Henin, who defeated Williams 6-1, 6-4 in their only previous meeting on clay in Berlin in May, had two aces in a confident first service game.
Williams captured five break points in the fourth game but Henin, powerful and accurate hitting from the baseline, saved four. Williams gained the break with a volley at the net to lead 3-1, and then gained three set points with her powerful serves.
The defending champion squandered the first when she fired a backhand wide but, when Henin sent up a lob under pressure, Williams clinched the set in 20 minutes with an easy smash.
After a 15-minute rain delay, both players held before Williams fired a backhand wide to hand two break points to the Belgian and, when the defending titleist netted another, Henin led 5-3.
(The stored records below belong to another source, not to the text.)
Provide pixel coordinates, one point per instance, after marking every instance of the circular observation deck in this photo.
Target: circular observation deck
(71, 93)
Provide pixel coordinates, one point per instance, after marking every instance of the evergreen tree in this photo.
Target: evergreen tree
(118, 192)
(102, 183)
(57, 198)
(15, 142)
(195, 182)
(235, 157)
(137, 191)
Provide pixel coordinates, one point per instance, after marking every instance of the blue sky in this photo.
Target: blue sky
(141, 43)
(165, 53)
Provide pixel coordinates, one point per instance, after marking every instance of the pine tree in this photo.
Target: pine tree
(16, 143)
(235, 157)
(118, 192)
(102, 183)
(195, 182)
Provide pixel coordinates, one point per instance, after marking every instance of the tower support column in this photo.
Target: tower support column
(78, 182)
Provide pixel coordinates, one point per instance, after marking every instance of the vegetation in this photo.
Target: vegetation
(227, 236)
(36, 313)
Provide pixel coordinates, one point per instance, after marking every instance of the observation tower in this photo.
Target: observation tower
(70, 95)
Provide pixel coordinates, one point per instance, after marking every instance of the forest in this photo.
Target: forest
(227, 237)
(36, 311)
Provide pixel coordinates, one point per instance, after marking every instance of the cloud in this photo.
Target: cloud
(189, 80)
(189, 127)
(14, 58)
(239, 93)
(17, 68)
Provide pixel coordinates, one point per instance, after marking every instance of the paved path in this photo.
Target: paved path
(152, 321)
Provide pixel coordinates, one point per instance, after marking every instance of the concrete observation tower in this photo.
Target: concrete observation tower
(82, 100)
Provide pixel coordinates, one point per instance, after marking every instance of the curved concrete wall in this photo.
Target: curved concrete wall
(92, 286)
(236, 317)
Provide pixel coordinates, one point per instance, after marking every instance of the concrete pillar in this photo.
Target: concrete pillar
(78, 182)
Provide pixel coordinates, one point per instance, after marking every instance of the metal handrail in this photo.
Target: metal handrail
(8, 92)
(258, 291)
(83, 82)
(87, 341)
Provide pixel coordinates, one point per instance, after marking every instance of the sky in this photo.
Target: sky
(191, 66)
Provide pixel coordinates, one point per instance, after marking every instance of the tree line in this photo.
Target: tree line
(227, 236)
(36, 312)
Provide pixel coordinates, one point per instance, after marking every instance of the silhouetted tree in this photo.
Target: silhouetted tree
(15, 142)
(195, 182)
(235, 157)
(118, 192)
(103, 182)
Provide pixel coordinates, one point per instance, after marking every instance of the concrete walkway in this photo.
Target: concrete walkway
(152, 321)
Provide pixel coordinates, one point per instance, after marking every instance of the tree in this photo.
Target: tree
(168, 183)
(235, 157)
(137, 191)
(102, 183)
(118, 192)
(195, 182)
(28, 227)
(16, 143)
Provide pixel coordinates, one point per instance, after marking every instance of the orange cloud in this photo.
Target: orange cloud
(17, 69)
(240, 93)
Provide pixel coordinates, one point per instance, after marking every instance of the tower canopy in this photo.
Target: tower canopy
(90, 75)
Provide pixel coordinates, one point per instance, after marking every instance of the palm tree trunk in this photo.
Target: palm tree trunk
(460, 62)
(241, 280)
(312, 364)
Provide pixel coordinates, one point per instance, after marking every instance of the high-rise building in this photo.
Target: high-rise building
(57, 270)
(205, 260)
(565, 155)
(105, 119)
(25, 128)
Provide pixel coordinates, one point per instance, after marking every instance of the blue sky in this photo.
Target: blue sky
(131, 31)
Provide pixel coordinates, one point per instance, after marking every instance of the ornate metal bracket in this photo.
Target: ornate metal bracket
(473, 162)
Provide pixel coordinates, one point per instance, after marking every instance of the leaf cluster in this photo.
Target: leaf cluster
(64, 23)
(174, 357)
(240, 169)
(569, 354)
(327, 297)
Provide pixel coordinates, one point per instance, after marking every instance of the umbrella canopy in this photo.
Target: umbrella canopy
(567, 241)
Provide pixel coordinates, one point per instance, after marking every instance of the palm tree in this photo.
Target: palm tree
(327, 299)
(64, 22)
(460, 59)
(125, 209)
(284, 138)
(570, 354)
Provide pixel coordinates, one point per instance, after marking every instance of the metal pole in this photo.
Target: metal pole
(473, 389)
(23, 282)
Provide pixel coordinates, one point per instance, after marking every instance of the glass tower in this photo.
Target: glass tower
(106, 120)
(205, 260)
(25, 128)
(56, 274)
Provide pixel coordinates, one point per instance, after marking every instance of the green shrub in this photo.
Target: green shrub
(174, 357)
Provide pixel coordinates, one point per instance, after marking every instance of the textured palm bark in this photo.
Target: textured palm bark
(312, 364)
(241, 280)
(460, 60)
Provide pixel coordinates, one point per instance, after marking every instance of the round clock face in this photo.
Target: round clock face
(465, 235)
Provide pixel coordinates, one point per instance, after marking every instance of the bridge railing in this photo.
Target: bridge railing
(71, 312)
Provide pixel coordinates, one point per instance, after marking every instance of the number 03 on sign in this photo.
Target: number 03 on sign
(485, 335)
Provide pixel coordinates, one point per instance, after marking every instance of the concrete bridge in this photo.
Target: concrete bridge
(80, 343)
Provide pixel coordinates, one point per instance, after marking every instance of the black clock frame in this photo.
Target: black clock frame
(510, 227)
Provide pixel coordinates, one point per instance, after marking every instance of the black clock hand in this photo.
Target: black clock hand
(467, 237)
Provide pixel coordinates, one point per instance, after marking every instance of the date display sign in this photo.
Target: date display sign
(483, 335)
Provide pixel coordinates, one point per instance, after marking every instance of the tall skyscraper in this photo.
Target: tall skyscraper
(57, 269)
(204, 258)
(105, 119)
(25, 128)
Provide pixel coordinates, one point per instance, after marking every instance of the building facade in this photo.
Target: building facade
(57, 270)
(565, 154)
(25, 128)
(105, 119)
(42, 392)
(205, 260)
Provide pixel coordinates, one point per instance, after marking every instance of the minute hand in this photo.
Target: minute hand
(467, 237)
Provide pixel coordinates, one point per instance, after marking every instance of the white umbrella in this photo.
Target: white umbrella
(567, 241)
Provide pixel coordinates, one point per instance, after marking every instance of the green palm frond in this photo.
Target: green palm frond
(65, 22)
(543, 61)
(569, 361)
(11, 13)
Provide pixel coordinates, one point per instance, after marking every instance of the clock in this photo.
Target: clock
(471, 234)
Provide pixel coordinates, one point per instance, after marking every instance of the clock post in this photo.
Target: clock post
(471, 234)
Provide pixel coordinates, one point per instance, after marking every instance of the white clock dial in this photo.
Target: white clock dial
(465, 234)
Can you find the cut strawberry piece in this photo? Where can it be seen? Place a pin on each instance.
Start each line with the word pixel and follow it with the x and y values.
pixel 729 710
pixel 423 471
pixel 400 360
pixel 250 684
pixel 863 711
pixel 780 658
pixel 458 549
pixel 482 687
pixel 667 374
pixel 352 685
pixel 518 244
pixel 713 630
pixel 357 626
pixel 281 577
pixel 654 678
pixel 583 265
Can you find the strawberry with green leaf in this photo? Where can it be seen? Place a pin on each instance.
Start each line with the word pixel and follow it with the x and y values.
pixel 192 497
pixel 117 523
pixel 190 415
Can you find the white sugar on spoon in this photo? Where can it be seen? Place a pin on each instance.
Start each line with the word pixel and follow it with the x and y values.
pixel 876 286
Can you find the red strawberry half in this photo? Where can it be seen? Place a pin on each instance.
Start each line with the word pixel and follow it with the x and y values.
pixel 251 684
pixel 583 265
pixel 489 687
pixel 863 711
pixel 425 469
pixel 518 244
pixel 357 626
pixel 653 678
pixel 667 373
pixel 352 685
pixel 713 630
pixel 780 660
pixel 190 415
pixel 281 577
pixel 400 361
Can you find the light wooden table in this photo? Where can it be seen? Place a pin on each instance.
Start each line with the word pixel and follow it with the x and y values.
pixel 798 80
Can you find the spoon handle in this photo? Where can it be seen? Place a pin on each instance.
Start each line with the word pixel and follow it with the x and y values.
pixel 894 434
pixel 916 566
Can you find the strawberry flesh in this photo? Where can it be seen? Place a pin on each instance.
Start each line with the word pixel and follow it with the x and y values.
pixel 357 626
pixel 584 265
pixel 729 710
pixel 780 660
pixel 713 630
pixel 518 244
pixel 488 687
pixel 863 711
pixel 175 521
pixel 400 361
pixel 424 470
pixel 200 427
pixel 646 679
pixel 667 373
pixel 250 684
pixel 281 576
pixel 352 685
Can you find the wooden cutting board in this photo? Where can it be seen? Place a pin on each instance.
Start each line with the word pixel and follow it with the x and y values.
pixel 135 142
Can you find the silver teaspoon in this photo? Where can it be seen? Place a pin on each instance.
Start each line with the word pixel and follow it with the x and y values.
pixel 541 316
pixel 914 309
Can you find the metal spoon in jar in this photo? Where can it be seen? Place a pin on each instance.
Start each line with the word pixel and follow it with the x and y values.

When Williams put another backhand out, Henin had two set points and, luring the American to the net,
Williams said she was "a little bit angry" after losing the second set, but was more relaxed afterward.
"I thought I could have played better," she said.
After holding in the opening game of the deciding set, Williams broke in the second. Although Henin saved two break points to twice bring the game back to deuce, she surrendered a third by netting a low backhand.
Williams then held for a 3-0 lead and had two more break points when Henin netted a forehand. The Belgian saved the first when Williams' return was long but the American broke again when Henin fired a forehand long.
With rain falling again, Williams appeared in a hurry and a fourth double fault handed Henin an opening at 15-30. But the American won three points in a row to move ahead 5-0.
Henin's third double fault followed by two netted forehands gave Williams two championship points. Although Henin saved the first with a service winner, the defending champion clinched the title with some powerful strokes that the Belgian teen-ager was unable to handle.
"She was a great champion," said Henin, who defeated Jennifer Capriati in the semifinals. "She played better than me today."
"In the third set, mentally, she was stronger."
Williams, who will defend her U.S. Open title later this summer, was a strong favorite to hold on to the championship she won last year by beating countrywoman Lindsay Davenport.
Williams had dropped just one other set on the way to Saturday's match, a tiebreak against Davenport.